There is no specific problem with Ubuntu, it is working good but I wanted to use openSUSE only because one of mine friend told me once (earlier) and claimed that it is for beginners also. According to you, beginners should use Ubuntu LTS but not openSUSE? Though I am new but I hope (not sure, is wrong please let me know) openSUSE could provide me a good start...? On Wed, Oct 26, 2011 at 4:53 PM, Lars Müller <lmuelle@suse.de> wrote:
As I fear this might get read slightly wrong I have to add the pointer to http://en.opensuse.org/Lifetime
Yes, this page say the release update upto 18 months!
PS With my dedicated heart (and remaining brain parts) to free and Open Source Software I have to stress please don't go with Ubuntu.
Some if not most of you might ask why?
Please read http://ebb.org/bkuhn/blog/2010/01/14/ubuntu-debian.html
I respect your suggestion. But then, I just would ask you to please let me know if I should go for Debian or openSUSE, as you say..? On Wed, Oct 26, 2011 at 6:19 PM, Anton Aylward <opensuse@antonaylward.com> wrote:
Mine has. That won't stop me upgrading in the future though :-) The reports I'm getting on the 3.x kernel are very positive.
It means openSUSE is good.
Whatever you do, you then update from the repositories anyway.
I guess, as a beginner, only CD version would be okay for me and it would give me all the basic things, I need to have.
What I did when converting from Mandriva a long while ago was to chose to preserve my /home and let Suse overwrite the rest. That was a dual boot machine.
Very frankly I would be saying that I don't know if /home should be kept or not or what. But just I want to preserve the Windows XP (initially for my sis, who works on it) in this dual booted system. Later after getting small hands on it, I would completely replace the drive with openSUSE. During installation, rather than asking for /home, would it not say me in words? Like 'windows XP' and this is 'openSUSE' which are taking this much of the space...?

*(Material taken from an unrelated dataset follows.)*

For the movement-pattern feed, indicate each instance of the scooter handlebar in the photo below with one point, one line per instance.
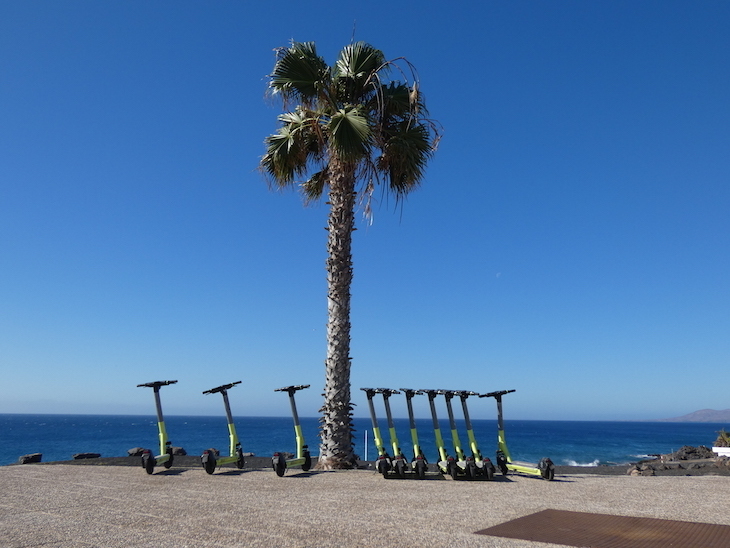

You don't RECOGNISE, you tell the installer what to do.
Oh yes, after all, only our brains have made machines and not vice-versa! On Wed, Oct 26, 2011 at 7:53 PM, Will Stephenson <wstephenson@suse.de> wrote:
Dave, this is incorrect. Released distributions are maintained for critical bug fixes and security bugs for the time until the next release (8 months), plus the time until the release after that (another 8 months), plus two months. Work that one out in your copybooks. If you want a longer support period, use Evergreen.